Every human being on earth, has the right to dream freely. Including, bastards, alcoholics and even idiots.

Melaba!

Bu blog'un yazarı, bu blog'la ilgili hiç bir şey vaad etmediği gibi, eşek sıpasının da tekidir. Bi hayrını görmezsiniz. Yaralı parmağa işemez yani. O derece...


Bu olayı sıcağı sıcağına hatırlayanlarınız vardır muhakkak. Cigarasını yakıp, o zamanki A Milli Takımlar Teknik Direktörü Mustafa Denizli'yi bekleyen adamın adı Amigo Orhan. Elektrik Mühendisi. Lisans eğitimini Yıldız Üniversitesi'nde, Yüksek Lisansını ve Doktorasını ise Avusturya'da Ausfschhalnd Üniversitesi'nde tamaml... Eheheheh şaka lan şaka. Ne mastırı ne doktorası, ilkokulu bitirdiyse iyidir.

Zamanının Türkiye-Belçika maçı sonrası. 98 Dünya Kupası’na gidemediğimizin resmileştiği maçın hemen sonrası.

Olay zaten başlı başına çok ilginç ama benim aklıma takılan bir nokta var. Ben gayet net hatırlıyorum, bu kafadan sonra hiçbir olay çıkmadı. Yani devam etmedi bu olay. Ne Denizli kalkıp bi yumruk atmaya çalıştı, ne gidip de dava açtı, ne biliyim burnu bile kanamamıştı lan ikisinin de. Halbuse baksana orda kaç merdiven yuvarlanıyolar, Amigo Orhan’ın cüssesi ortada, koşa koşa gidip vuruyo kafayı, momentum vurmuş tavana. Ama yok. Çok iyi hatırlıyorum, hiçbir şey olmamıştı Mustafa Denizli’ye fiziksel olarak.

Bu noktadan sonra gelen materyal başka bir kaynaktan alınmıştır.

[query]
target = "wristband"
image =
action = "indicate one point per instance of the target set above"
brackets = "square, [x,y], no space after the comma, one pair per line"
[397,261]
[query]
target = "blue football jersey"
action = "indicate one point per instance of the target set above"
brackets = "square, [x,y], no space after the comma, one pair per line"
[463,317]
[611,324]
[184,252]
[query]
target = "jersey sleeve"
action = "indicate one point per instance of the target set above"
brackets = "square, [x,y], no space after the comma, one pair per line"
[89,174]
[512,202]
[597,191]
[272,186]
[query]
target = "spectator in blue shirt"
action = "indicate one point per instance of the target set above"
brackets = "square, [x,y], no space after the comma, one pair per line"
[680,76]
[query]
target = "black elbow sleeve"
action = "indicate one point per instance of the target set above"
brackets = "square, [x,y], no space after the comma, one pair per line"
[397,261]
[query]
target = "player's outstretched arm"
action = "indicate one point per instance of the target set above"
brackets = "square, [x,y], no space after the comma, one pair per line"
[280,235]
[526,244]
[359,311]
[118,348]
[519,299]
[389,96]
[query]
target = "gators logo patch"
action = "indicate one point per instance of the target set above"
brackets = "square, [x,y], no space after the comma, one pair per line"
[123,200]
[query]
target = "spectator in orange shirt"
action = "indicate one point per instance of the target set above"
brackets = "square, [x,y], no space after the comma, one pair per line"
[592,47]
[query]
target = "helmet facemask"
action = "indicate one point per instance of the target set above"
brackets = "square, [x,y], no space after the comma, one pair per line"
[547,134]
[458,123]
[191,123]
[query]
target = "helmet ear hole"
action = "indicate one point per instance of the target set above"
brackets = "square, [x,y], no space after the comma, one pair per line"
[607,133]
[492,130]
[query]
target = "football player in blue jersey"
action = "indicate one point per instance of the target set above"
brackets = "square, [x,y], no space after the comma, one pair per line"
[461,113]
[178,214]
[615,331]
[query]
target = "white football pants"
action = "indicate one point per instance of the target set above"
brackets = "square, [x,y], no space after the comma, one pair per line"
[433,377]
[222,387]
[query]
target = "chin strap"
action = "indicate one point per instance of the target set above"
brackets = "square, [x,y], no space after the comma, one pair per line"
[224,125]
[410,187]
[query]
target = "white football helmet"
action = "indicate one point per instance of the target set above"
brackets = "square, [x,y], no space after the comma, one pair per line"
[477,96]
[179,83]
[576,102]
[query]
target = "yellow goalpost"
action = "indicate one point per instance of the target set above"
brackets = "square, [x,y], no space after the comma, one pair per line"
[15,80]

Oysa bizim Mazhar abimizden, yani Nuri Çamlı’dan öğrendiğimize göre “Sağlam bi kafa 2 ton çeker.” (bkz: Her Şey Çok Güzel Olacak, Tolga Bey, Carrera 4s”

Orhan’ın boynunda herhangi bir akreditasyon kartının olmaması, oraya nasıl girdiği, kimsenin buna tepki vermemesi ise benim hiç problemim değil. Onlar düşünsün.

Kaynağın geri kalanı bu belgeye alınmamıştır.